[Distutils] [Python-Dev] How we can get rid of eggs for 2.6 and beyond
Phillip J. Eby
pje at telecommunity.com
Sat Mar 22 16:12:12 CET 2008
At 11:00 AM 3/22/2008 +0000, Floris Bruynooghe wrote:
>As long as systems (dpkg, rpm, ...) install the .egg-info files they
>do communicate which modules/distributions are installed. The
>installdb would just duplicate this information (according to the
>current PEP).
.egg-info/PKG-INFO don't list the specific files, though.
>There is a way of telling if you have to keep you hands off a package
>(sorry to bring this up again): installation paths. /usr/lib is the
>system path, the local admin (and hence setuptools) should keep their
>hands off it at all times (unless requested with a --prefix or so for
>building the debs or rpms but an uninstall in those cases won't be
>required from setuptools).
As I mentioned previously, if the spec says anything about specific
paths, it will be full of fail. The spec MUST be able to work with
*any* local policy about where Python packages are to be
installed. Otherwise, any tool that wants to work with install-dbs
will end up accumulating a long list of paths to be handled specially
for each OS vendor and version... and still not handle everything. No can do.
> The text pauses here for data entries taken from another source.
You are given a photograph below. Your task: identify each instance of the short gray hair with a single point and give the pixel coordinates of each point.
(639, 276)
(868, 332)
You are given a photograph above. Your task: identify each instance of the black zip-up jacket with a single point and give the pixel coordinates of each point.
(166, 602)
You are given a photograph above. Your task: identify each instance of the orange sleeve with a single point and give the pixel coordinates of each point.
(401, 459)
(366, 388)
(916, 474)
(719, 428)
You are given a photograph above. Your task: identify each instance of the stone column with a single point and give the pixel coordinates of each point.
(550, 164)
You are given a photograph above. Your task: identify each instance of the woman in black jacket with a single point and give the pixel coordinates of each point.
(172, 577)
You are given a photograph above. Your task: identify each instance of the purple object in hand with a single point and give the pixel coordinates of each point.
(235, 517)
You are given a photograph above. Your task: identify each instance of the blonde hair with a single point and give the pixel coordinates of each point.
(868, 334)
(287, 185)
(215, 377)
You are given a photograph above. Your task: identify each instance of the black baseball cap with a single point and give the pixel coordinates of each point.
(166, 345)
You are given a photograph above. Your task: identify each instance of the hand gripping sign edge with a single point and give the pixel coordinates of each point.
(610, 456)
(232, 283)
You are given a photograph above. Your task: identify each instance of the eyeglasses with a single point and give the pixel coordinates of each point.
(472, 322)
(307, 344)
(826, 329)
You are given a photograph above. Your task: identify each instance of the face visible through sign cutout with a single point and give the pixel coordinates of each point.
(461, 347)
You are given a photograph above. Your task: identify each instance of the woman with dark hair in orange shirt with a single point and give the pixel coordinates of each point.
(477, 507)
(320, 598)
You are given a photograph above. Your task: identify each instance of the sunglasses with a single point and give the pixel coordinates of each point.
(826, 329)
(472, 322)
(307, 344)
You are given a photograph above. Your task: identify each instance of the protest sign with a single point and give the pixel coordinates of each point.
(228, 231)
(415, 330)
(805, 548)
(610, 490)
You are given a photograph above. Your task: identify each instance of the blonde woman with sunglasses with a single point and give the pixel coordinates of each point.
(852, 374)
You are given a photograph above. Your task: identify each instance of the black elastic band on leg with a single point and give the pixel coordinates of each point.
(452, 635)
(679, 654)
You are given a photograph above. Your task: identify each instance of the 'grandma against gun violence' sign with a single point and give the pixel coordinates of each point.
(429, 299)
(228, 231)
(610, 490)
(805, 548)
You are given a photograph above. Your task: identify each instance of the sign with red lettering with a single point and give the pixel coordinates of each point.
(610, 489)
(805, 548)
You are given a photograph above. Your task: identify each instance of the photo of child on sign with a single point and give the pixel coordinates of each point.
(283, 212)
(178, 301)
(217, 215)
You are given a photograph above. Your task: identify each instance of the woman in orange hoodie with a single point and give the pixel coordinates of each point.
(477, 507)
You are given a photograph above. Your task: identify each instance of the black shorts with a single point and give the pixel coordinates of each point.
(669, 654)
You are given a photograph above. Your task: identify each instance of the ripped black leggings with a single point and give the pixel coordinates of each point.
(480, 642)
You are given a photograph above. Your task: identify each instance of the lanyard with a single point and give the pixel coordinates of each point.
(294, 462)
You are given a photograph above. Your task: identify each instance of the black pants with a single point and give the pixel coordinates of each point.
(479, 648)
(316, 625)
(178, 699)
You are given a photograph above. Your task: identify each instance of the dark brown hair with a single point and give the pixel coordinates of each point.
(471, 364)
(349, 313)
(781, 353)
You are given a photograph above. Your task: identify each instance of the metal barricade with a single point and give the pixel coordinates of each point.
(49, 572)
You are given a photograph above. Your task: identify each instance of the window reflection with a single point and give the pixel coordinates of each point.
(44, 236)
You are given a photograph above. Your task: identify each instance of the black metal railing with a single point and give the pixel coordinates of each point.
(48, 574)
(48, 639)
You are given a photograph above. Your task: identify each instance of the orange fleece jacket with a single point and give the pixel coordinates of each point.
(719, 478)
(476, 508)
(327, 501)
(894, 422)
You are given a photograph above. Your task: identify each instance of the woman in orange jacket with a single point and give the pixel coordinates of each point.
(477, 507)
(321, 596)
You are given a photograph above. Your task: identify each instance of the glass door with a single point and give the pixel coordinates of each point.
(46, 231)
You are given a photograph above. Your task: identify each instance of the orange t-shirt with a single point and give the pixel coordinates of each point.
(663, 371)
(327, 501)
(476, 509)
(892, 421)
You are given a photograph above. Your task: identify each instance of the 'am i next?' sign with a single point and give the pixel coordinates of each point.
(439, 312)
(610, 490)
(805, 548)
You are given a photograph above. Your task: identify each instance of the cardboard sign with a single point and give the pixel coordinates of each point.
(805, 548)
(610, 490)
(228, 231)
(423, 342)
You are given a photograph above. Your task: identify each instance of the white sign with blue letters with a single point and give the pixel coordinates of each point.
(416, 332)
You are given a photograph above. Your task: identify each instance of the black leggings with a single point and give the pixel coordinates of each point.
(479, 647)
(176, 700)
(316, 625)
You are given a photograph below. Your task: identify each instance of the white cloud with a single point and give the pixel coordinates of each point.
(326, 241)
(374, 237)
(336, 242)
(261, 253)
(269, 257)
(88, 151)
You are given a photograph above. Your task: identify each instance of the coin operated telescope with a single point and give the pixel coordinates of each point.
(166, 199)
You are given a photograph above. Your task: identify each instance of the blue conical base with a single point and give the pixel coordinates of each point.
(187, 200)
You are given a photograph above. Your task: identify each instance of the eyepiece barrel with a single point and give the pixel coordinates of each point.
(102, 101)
This has to be a mechanism, not a policy. Vendors and admins should
be able to enforce reasonable policies, without requiring that every
tool have those policies built in. For one thing, it's an entry
barrier to tools.
Basically, what I'm proposing here is like WSGI for package
management tools -- and building anything about paths into the spec
would be like WSGI spelling out what pages should be at what URLs!